For ex-offenders—convicted felons who have gone through the criminal justice system, paid their debts and who are now facing the daunting task of re-entry into society, opportunities in the free world may be somewhat diminished due to loss of civil rights, severed or lost ties to friends and family, and the seemingly indelible social stain of a criminal record.
These "collateral consequences of incarceration," as they are referred to by prisoner advocacy groups, can have a real dampening effect for ex-offenders looking to put their lives in order and start a new chapter as a productive member of the community.
Fortunately for those who may find themselves in this situation, there are several grant programs offered by the federal government set in place with the intention of smoothing the transition from the clink to the streets.
The Second Chance Act
The federal government—under the provisions of the Second Chance Act signed into law in 2008—has disbursed hundreds of millions of dollars to federal agencies. The funds support the Department of Labor's ex-offender re-entry job training programs and state and non-profit organisations' programs seeking to re-educate, counsel, and provide substance abuse treatment and job placement.
The funds made available through the Second Chance Act are distributed annually through the Department of Justice Bureau of Justice Assistance (BJA). These disbursements are offered to state, local, territorial and tribal governments which respond to BJA solicitations for various programs, such as juvenile and adult "mentoring" educational and training programs.

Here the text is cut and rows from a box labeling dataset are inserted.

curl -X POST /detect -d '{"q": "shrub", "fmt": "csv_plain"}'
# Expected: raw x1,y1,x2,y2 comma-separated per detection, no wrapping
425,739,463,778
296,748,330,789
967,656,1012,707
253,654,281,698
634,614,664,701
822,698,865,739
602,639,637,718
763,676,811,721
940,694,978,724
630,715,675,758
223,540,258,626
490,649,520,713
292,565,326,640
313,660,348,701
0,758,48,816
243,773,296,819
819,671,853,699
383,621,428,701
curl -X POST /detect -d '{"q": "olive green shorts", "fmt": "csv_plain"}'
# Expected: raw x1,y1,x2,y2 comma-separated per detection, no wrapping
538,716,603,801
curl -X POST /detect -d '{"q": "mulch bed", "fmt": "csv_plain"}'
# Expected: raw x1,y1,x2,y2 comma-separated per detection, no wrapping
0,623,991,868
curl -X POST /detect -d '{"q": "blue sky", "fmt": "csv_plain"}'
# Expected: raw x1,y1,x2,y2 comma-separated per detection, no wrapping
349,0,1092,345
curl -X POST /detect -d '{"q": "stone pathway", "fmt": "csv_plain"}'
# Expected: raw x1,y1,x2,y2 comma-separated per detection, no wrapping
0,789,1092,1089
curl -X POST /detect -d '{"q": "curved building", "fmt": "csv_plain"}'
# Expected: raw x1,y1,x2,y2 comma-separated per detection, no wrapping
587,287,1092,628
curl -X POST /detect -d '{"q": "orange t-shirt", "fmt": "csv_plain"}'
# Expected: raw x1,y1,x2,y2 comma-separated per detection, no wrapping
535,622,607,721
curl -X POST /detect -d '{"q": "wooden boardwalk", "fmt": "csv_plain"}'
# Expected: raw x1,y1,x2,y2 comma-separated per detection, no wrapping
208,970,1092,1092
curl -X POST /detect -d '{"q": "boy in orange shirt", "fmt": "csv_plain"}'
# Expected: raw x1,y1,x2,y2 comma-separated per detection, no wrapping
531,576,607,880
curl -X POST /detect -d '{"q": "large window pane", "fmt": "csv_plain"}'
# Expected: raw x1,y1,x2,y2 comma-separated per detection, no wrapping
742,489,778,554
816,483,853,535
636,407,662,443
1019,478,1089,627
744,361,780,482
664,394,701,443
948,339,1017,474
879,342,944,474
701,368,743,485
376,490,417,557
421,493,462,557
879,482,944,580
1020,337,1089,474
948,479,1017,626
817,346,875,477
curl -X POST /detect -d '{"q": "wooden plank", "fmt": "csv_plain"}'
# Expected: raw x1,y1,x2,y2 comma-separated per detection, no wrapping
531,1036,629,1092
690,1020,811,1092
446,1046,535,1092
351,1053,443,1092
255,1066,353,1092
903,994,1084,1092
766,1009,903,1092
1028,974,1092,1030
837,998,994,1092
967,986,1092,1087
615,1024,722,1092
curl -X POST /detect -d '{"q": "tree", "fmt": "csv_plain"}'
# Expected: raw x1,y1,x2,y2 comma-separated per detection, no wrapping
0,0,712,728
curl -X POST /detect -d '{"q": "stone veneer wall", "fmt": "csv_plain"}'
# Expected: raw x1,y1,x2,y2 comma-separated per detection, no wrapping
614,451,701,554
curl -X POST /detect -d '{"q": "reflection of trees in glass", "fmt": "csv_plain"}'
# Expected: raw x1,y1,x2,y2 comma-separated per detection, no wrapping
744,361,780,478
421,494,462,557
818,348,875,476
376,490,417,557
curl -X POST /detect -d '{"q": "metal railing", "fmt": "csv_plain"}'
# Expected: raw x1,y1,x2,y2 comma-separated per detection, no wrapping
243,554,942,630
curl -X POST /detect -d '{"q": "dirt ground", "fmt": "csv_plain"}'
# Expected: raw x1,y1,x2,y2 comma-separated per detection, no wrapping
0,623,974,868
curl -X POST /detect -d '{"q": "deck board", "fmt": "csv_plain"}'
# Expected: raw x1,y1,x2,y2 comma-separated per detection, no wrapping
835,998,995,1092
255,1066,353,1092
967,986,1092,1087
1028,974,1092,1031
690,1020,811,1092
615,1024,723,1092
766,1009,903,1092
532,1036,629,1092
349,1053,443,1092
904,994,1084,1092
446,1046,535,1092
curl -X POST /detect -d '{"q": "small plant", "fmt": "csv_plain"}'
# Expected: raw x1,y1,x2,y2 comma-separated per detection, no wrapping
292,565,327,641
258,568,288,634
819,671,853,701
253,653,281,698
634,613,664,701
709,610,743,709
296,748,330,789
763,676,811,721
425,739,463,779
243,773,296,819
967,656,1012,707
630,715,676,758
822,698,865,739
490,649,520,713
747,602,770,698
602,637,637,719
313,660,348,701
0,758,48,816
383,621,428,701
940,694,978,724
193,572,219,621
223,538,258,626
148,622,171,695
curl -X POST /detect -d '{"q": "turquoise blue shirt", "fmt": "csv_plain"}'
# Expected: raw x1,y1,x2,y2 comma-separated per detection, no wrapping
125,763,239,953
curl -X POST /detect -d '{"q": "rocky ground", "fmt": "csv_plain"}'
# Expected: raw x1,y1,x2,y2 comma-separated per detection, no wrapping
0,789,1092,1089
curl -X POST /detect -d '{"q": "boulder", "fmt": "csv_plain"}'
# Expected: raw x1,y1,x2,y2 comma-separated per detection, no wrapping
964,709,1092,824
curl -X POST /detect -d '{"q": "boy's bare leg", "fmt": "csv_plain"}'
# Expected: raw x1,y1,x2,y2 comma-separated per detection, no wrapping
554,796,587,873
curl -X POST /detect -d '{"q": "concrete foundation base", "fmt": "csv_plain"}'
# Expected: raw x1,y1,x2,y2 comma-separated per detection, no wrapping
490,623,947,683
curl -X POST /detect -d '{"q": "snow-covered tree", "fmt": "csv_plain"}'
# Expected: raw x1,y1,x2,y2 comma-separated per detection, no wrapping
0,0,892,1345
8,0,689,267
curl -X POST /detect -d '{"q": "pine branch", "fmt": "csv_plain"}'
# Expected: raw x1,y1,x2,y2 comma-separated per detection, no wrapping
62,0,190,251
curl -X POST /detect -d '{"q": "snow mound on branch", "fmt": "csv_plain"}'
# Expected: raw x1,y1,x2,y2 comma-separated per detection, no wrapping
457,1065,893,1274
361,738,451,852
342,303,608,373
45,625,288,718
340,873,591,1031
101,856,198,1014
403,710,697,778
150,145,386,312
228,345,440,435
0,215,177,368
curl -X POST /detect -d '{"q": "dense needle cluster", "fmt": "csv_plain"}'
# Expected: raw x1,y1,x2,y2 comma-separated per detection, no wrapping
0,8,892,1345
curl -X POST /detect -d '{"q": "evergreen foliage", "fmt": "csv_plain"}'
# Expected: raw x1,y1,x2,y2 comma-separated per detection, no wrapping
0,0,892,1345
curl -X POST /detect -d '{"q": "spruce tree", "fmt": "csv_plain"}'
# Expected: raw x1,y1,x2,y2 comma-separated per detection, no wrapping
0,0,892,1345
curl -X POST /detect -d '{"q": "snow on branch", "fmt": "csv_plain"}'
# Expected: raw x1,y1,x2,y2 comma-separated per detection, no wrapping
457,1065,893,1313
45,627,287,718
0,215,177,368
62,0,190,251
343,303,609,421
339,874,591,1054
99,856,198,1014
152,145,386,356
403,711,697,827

Information on these Second Chance Act mentorship program grants (an example of which would be the Second Chance Act Juvenile Mentoring Initiative), as well as annual solicitations for project proposals, can be found on the National Re-entry Resource Center website, nationalreentryresourcecenter.org.
Federal Student Aid
Many ex-offenders will find, depending on the state they live in, that they are barred from receiving housing assistance, help from some welfare programs, and student aid. However, under the Department of Education's (DOE) Federal Student Aid program, many ex-convicts may receive grants for higher education (known as Pell Grants).
According to the DOE Guide to Federal Student Aid, an ex-offender may receive federal grants for education so long as they were not convicted of possessing or distributing illegal drugs while receiving student aid. Applications for these grants may be obtained through the DOE Free Application for Federal Student Aid, fafsa.ed.gov.
Ex-offender Veteran Assistance
In 2010, the Office of the Assistant Secretary for Administration and Management of the Department of Labor was mandated by Congress to disburse £2 million in grants to state and local governments, as well as non-profit groups under the Incarcerated Veterans Transition Program. These grants may be awarded to governmental workforce investment boards, commercial treatment centres, or to 501 (c) (3) non-profit organisations toward the end of providing employment training, education, housing and health care to ex-offender veterans.
The maximum grant award available to applicants under this program is £455,000, the minimum award is £22,750.
Applications for grants under this program may be found through the Department of Labor or through Grants.gov.